By Jesse Trautmann
One of the world’s biggest companies wants you, especially if you’re queer.
Procter and Gamble, the largest consumer packaged goods company in the world, invited lesbian, gay, bisexual, and transgendered (LGBT) Ryerson students to its annual career info session last week.
“We want to be not only the largest but also the fastest-growing company, and to do that you need diversity,” said Tim Penner, President of P&G Canada.
“For the queer community that’s been marginalized for so long, this is an important step,” said Lali, third-year sociology student and RyePRIDE events co-ordinator.
“I think it’s important that P&G’s doing this,” he added.
RyePRIDE received an invitation to the cocktail meet-and-greet from David Hutchison, co-chair of GABLE, the queer network within P&G that supports and advocates for LGBT employees. The e-mail read “specifically, we want to attract LGBT students to the company.” The event was held at Voglie, a bar at Church and Wellesley Streets.
The goal of the recruitment and info session, Hutchison said, was to inform LGBT students of the company’s inclusive, queer-positive workplace environment.
For Robert Klienman, a law student at the University of Toronto who attended the meeting, a workplace environment that embraces gays and lesbians is essential.

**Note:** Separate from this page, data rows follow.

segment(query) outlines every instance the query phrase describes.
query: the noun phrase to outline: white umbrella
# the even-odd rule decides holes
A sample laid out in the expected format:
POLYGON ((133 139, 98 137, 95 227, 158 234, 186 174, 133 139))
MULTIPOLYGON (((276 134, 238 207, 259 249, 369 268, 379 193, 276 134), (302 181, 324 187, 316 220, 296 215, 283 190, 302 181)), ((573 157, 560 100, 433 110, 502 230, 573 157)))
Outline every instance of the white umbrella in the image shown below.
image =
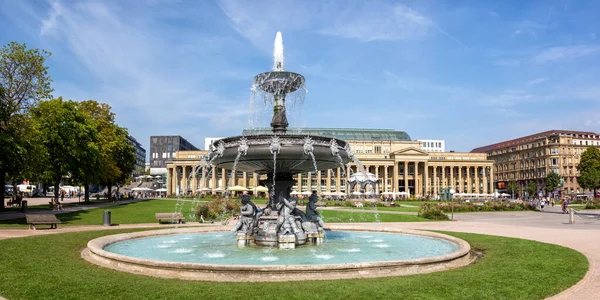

“I would be ‘out’ right from the interview,” he said. “I have my work as an executive of U of T’s gay group on my resume. I will find a job where I won’t have to hide my sexuality.”
Students in the queer communities at U of T and York also received the invite.
P&G is hiring for a variety of full-time and summer internship jobs, which include positions in marketing, sales, human resources, finance and IT.
“I always get positive feedback from executives about the talent calibre from Ryerson and different schools,” Huchinson said.
“A transsexual can’t just walk up and get a job anywhere. He or she will often be discriminated against,” Lali said.
He added that he might have been a teacher if it weren’t for enduring prejudices among parents about gender roles.
P&G-style recruitment is extremely rare because “people don’t think we’re disadvantaged,” Lali added.
He also said that P&G organized the event because they happen to have a “huge queer segment” within the company that wants to “give back” to the queer community.
P&G Canada, the company that brings you Crest, Tide and Gillette, has offered same-sex partner benefits since 2001.
Spouses of queer employees are entitled to the same medical, dental and life insurance perks that partners of heterosexual employees get. They also get the same adoption leave offered to the company’s straight workers.
Proctor and Gamble isn’t the only large company tapping into the pool of LGBT students as a fresh resource.
Earlier this month both IBM and McKinsey & Company, a consulting firm, held meet-and-greet events in Toronto advocating workplace diversity and encouraging students to network with IBM employees, including “out” executives.
Straight and same-sex couples have enjoyed the same legal status in Canada since 2000, when the government legislated equal benefits.
For example, if a company’s spousal insurance plan is only extended to opposite-sex partners, it is illegal and discriminatory, said Ryan Sequeira of the Ontario Human Rights Commission.
Under the Ontario Human Rights Code, spousal benefits including leaves and insurance must be guaranteed equally to all employees, regardless of sexual orientation.
“Many companies don’t know their responsibilities,” he said, adding that few firms actually honour their legal obligations.